Größte Demokratie der Welt: Hindunationalist hat beste Chancen, Indien zu führen
Indien stimmt seit diesem Montag über eine neue Regierung ab – die besten Chancen hat der Hindunationalist Narendra Modi. Doch der ist eigentlich unwählbar.

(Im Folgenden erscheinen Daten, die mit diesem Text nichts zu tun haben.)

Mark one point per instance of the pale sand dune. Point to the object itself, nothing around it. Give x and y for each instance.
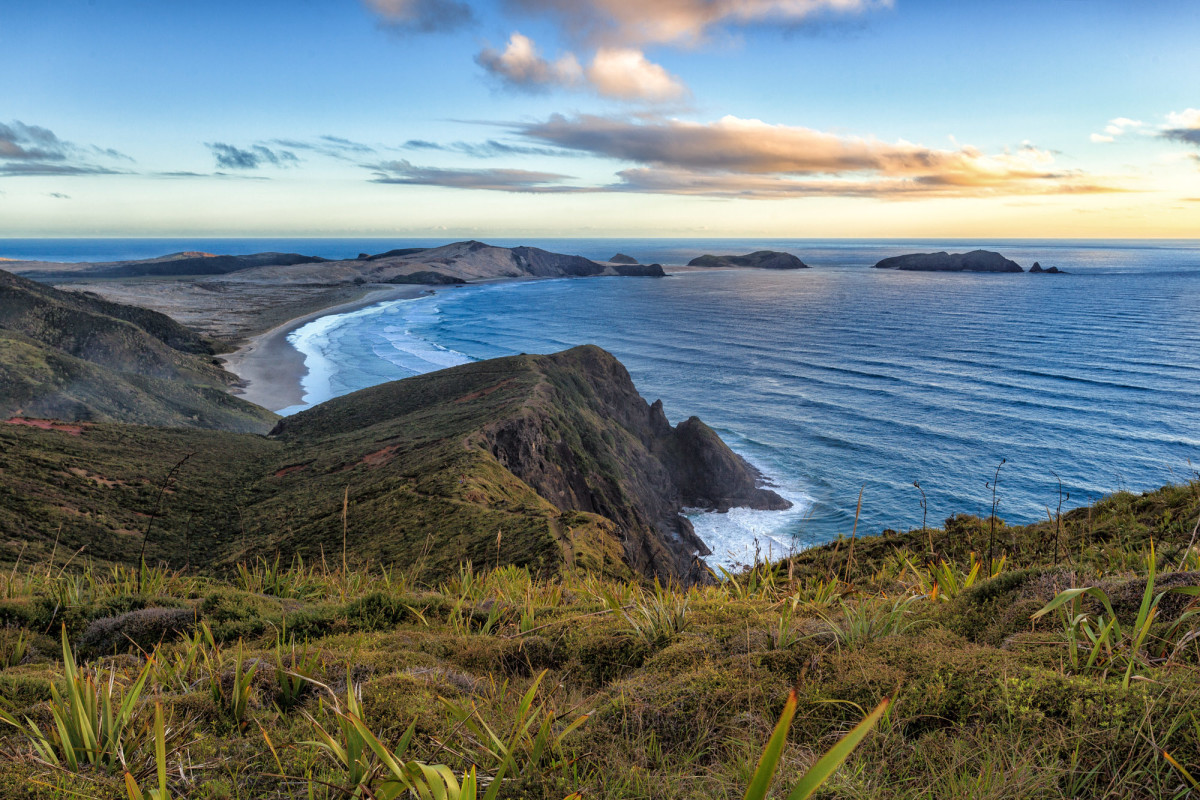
(271, 370)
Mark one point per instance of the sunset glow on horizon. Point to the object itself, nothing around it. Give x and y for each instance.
(601, 118)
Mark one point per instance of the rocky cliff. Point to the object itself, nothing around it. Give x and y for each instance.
(557, 455)
(977, 260)
(78, 358)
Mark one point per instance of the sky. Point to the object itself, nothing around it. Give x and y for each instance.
(600, 118)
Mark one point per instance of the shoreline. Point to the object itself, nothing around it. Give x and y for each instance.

Der Mann strotzt vor Siegessicherheit. „Von Kaschmir bis Kanyakumari“ werde die Kongresspartei in keinem Bundesstaat auf zweistellige Sitzzahlen kommen, ruft Narendra Modi den jubelnden Massen von der Bühne zu. Der 63-Jährige hat Grund, den Mund voll zu nehmen. Glaubt man Umfragen, könnte der Hindunationalist, der unter seinen Fans Kultstatus genießt, demnächst die zweitgrößte Nation der Welt regieren. In einem Wahlmarathon wählt Indien ab heute in neun Etappen eine neue Regierung. Fast 815 Millionen Menschen sollen ihre Stimme abgeben, das sind ungefähr 100 Millionen mehr als vor fünf Jahren. Die Wahlkommission und die Sicherheitskräfte, die alle 930 000 Wahllokale bewachen sollen, können das nicht an einem einzigen Tag stemmen. Deswegen wird an neun Tagen bis zum 12. Mai abgestimmt, vier Tage später soll das Ergebnis verkündet werden.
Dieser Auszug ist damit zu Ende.